António Sopa
A recente publicação do álbum “Do Rovuma ao Maputo: A Marcha Triunfal de Samora Machel”, do tenente-coronel na reserva Raimundo Domingos Pachinuapa, celebra os 30 anos de independência moçambicana, homenageia o primeiro líder do país, Samora Moisés Machel, e, se se quiser, inaugura informalmente as celebrações que irão decorrer durante todo este ano, no âmbito do vigésimo aniversário da sua morte.
Há, após trinta anos de país independente, um claro défice de publicações sobre a “luta armada de libertação nacional” e os primeiros anos que se seguiram à proclamação da independência, em 25 de Junho de 1975. Há uma lacuna ainda mais grave de memórias dos próprios participantes que viveram esse período, apesar de promessas regularmente enunciadas e de projectos desenvolvidos em diversas instituições nacionais. O lançamento de livros, cujos autores tiveram uma participação relevante na saga independentista e na construção do projecto socialista, é, por isso mesmo, esperado com interesse e emoção pelo grande público, na perspectiva que novos dados e explicações sejam sugeridos, iluminando períodos ainda tão profundamente desconhecidos.
Assim, o livro do combatente, que viria posteriormente a ocupar importantes cargos governamentais no Moçambique independente, foi igualmente esperado com ansiedade.

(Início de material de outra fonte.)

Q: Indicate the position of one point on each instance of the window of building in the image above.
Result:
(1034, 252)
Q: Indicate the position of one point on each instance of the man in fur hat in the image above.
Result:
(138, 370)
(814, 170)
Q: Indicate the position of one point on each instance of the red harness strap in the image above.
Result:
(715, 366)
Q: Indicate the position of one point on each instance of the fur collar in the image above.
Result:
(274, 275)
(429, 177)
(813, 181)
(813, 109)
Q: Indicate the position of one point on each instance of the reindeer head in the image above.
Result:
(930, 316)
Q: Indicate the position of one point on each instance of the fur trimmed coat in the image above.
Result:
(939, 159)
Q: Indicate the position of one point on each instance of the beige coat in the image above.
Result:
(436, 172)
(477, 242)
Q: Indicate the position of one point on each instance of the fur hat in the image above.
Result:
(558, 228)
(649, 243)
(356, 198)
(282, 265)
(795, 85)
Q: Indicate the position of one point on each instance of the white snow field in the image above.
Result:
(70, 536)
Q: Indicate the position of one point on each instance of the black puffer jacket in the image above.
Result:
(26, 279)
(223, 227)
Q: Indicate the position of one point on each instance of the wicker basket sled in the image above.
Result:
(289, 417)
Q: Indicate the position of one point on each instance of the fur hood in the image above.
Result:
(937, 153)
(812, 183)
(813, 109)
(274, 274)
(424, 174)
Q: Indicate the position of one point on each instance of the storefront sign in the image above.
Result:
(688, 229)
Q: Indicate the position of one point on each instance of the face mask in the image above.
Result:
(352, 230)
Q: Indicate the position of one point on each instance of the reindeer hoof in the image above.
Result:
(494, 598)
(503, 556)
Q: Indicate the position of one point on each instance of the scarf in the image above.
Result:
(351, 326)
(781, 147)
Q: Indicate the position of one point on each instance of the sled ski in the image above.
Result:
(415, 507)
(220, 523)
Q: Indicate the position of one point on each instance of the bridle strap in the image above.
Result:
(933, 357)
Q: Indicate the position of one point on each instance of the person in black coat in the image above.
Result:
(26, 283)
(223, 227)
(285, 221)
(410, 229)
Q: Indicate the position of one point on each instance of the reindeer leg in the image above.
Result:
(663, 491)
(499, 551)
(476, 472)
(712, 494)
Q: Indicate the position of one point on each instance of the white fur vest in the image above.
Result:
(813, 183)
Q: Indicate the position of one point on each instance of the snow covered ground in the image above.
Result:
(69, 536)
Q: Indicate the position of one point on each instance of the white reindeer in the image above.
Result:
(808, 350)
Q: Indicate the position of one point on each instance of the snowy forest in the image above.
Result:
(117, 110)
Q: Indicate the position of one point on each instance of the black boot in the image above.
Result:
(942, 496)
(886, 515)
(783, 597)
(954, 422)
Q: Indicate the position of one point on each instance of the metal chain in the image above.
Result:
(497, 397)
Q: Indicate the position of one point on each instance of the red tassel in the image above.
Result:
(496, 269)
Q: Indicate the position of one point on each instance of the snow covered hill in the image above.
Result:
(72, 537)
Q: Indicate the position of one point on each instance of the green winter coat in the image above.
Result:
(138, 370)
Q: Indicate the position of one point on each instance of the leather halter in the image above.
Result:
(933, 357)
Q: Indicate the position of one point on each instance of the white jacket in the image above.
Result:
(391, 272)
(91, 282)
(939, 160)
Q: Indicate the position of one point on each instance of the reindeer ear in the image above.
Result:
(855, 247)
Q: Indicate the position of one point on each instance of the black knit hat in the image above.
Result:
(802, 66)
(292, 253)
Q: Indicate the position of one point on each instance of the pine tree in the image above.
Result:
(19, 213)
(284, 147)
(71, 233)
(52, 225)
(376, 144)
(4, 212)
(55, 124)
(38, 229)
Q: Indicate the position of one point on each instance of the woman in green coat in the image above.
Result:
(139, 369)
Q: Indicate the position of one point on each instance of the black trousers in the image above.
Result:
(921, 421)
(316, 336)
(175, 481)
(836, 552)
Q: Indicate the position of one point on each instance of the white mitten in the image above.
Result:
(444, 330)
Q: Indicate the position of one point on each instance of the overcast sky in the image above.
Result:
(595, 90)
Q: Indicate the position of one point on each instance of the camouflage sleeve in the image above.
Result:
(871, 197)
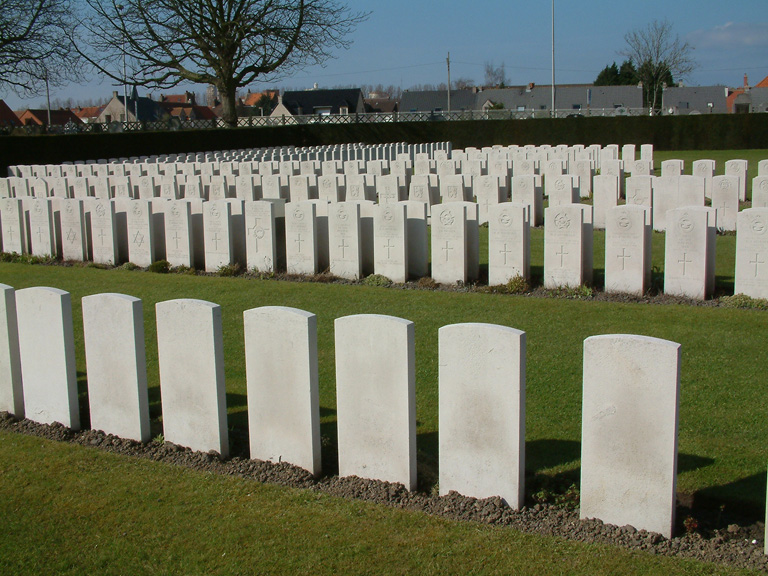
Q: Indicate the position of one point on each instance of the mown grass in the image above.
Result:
(69, 510)
(722, 424)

Mas aquilo que procurávamos encontrar ali, o que pensamos ser mais precioso, e que passa pelo registo pessoal do autor, a partir da vivência do acontecimento, pura e simplesmente não se encontra ainda nestas páginas. O leitor fica elucidado da sólida e profunda amizade que ligava Samora e Raimundo Pachinuapa, expressa na “nota pessoal” e em algumas das fotografias do livro, mas o que se segue é apenas a visão da imprensa da época, a partir de extractos publicados em obra antiga (“Datas e documentos da história da FRELIMO”, org. de João Reis e Armando Pedro Muiuane) e de imagens recolhidas nos diferentes arquivos do país.
Ora, o tenente-coronel Raimundo Pachinuapa foi um actor privilegiado da “viagem do Rovuma ao Maputo” e de muitas outras situações vividas no passado, não só pelo lugar que ocupava na estrutura do movimento independentista moçambicano mas até pelas relações de amizade que tinha com a liderança da FRELIMO, pelo que está em condições para fazer um relato diferente, mais pessoal, trazendo à superfície acontecimentos que possam ajudar a conhecer melhor a figura de Samora e a recepção do seu discurso nos vários cantos do país, em vésperas de alcançar a sua liberdade.

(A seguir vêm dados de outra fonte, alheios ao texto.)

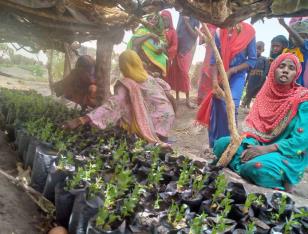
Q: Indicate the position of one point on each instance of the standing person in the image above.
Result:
(298, 32)
(256, 77)
(141, 104)
(273, 153)
(80, 85)
(278, 44)
(205, 82)
(148, 42)
(171, 37)
(237, 47)
(187, 37)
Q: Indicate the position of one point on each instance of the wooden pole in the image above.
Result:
(49, 69)
(104, 50)
(235, 137)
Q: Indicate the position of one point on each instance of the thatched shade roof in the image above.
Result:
(49, 23)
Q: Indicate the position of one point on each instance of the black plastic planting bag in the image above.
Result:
(64, 201)
(54, 177)
(82, 211)
(10, 133)
(30, 154)
(93, 230)
(23, 142)
(44, 157)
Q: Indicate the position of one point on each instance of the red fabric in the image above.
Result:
(179, 76)
(237, 42)
(171, 36)
(204, 112)
(274, 102)
(205, 81)
(230, 46)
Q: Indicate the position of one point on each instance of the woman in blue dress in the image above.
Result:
(273, 152)
(237, 47)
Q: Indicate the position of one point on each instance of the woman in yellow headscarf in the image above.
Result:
(140, 104)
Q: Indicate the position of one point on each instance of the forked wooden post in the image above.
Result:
(235, 137)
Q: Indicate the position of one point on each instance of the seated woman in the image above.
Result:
(79, 86)
(141, 104)
(273, 152)
(149, 42)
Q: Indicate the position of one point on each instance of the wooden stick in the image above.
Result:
(34, 195)
(235, 137)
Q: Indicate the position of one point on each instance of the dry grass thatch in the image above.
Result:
(49, 23)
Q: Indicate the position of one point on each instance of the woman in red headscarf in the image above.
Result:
(273, 153)
(237, 46)
(172, 38)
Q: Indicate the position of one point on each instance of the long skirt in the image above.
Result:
(272, 170)
(218, 120)
(179, 78)
(205, 87)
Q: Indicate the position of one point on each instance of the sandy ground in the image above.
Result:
(18, 214)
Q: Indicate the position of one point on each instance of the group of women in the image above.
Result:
(273, 150)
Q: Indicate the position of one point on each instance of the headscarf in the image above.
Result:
(167, 13)
(275, 105)
(150, 47)
(131, 66)
(231, 46)
(171, 36)
(300, 26)
(283, 41)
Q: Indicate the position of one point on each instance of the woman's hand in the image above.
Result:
(218, 92)
(72, 124)
(231, 72)
(254, 151)
(154, 37)
(281, 21)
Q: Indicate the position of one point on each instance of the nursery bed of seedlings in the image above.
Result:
(112, 182)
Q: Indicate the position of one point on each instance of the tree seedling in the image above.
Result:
(198, 184)
(185, 175)
(197, 224)
(251, 228)
(95, 187)
(105, 218)
(157, 201)
(220, 186)
(281, 209)
(249, 201)
(65, 162)
(111, 195)
(293, 221)
(176, 215)
(131, 202)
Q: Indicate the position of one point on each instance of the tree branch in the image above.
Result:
(235, 137)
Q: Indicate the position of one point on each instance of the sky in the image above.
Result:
(265, 31)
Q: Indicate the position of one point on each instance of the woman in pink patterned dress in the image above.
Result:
(141, 104)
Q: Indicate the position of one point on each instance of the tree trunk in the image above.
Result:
(103, 67)
(49, 69)
(235, 137)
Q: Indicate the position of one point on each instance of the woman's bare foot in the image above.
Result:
(190, 105)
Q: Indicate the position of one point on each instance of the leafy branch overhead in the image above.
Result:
(31, 22)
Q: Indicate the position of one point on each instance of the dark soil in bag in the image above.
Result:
(30, 154)
(82, 211)
(64, 201)
(23, 142)
(93, 230)
(44, 158)
(54, 177)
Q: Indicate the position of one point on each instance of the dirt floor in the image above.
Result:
(19, 215)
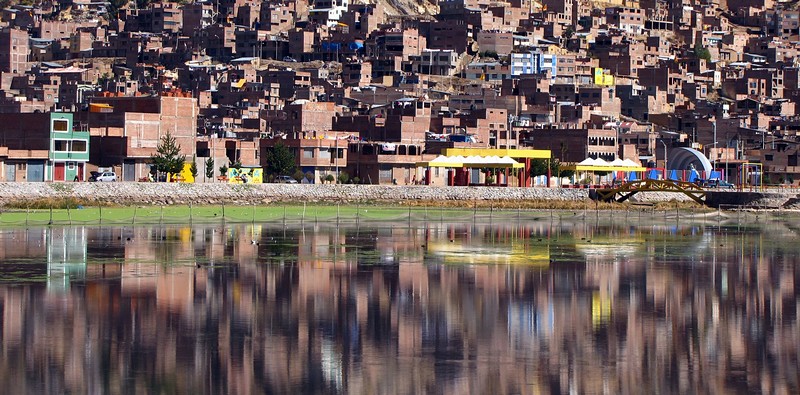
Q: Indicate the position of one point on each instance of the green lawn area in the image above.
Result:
(200, 214)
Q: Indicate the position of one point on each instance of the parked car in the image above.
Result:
(285, 180)
(106, 176)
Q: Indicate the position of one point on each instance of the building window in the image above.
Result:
(78, 146)
(60, 125)
(61, 145)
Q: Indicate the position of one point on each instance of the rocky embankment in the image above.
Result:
(216, 193)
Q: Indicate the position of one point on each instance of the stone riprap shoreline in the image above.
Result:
(127, 193)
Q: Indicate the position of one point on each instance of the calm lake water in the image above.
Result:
(517, 307)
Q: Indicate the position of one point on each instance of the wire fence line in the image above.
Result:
(356, 213)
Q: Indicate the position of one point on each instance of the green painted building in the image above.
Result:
(69, 149)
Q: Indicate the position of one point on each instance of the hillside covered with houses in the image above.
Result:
(379, 90)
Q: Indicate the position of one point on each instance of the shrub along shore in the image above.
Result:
(42, 195)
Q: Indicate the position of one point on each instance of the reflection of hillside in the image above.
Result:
(366, 310)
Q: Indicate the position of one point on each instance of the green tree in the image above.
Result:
(210, 168)
(702, 52)
(343, 177)
(280, 160)
(168, 158)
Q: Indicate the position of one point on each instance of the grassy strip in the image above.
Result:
(300, 213)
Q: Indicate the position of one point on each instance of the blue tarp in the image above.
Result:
(693, 176)
(330, 46)
(673, 175)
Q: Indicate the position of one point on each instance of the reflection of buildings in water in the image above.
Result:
(332, 318)
(66, 255)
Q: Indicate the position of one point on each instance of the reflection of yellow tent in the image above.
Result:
(601, 309)
(480, 255)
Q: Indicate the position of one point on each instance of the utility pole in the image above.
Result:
(716, 148)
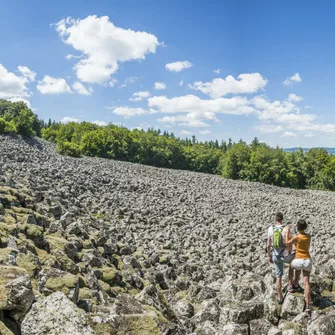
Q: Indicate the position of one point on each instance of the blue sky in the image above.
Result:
(99, 61)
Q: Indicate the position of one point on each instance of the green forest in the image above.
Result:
(256, 161)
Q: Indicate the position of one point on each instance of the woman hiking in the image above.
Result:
(302, 261)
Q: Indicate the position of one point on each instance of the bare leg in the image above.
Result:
(296, 277)
(279, 288)
(307, 287)
(290, 275)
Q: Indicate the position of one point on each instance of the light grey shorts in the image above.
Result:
(302, 264)
(279, 263)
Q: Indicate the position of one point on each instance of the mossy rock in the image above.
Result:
(65, 263)
(45, 258)
(120, 265)
(297, 328)
(110, 275)
(105, 287)
(28, 262)
(103, 328)
(133, 292)
(7, 274)
(63, 283)
(82, 281)
(9, 219)
(141, 325)
(21, 210)
(34, 233)
(88, 244)
(56, 242)
(85, 293)
(7, 200)
(182, 295)
(4, 330)
(7, 256)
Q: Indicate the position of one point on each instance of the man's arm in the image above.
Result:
(269, 250)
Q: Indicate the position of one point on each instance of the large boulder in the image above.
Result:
(234, 329)
(55, 315)
(292, 306)
(241, 313)
(323, 325)
(259, 327)
(16, 291)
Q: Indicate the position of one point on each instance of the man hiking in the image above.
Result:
(279, 253)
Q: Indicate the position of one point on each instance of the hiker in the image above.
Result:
(302, 261)
(279, 253)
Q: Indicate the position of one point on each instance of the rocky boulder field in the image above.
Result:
(94, 246)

Parece-nos claro que a “viagem do Rovuma ao Maputo” serviu simultaneamente para mobilizar a população do país para os objectivos que se enunciavam e que se podem exprimir, de forma grosseira, na “sociedade nova”, sobretudo em áreas onde a influência da guerra libertadora não se tinha ainda feito sentir, ao mesmo tempo que uma parte da direcção da organização tinha um primeiro contacto directo com as populações, apesar das viagens regulares de informação do Primeiro-Ministro do então “Governo de Transição”, Joaquim Chissano, à Tanzânia. Mas é também uma “viagem” pelas emoções, de reencontros com pessoas (com o pai, Mandande Moisés Machel, por exemplo), rememorização de situações vividas e de tomada de decisões fundamentais (V Sessão do Comité Central, na praia do Tofo). Seria interessantíssimo saber dos preparativos da viagem, a despedida e o agradecimento à Tanzânia, a entrada em território nacional, a receptividade do discurso, já que sabemos que não foi o mesmo em todos os locais, os contactos com o povo miúdo e as personalidades locais, um interminável rol de grandes e pequenos acontecimentos, num hipotético diário a ser construído pelo autor.
Este comentário, que exprime a insatisfação dum leitor interessado, mais do que traduzir um desapontamento, serve igualmente para lançar um repto ao autor, que se traduz pela elaboração das suas próprias memórias pessoais, sabendo que elas terão uma importância excepcional para o conhecimento dos períodos referidos.
O livro é uma bonita peça bibliográfica, graficamente impecável, com um preço acessível.
Do Rovuma ao Maputo: A Marcha Triunfal de Samora Machel: Primeiro
Presidente de Moçambique
Raimundo Domingos Pachinuapa
Maputo, Edição do Autor, 2005, 63 p.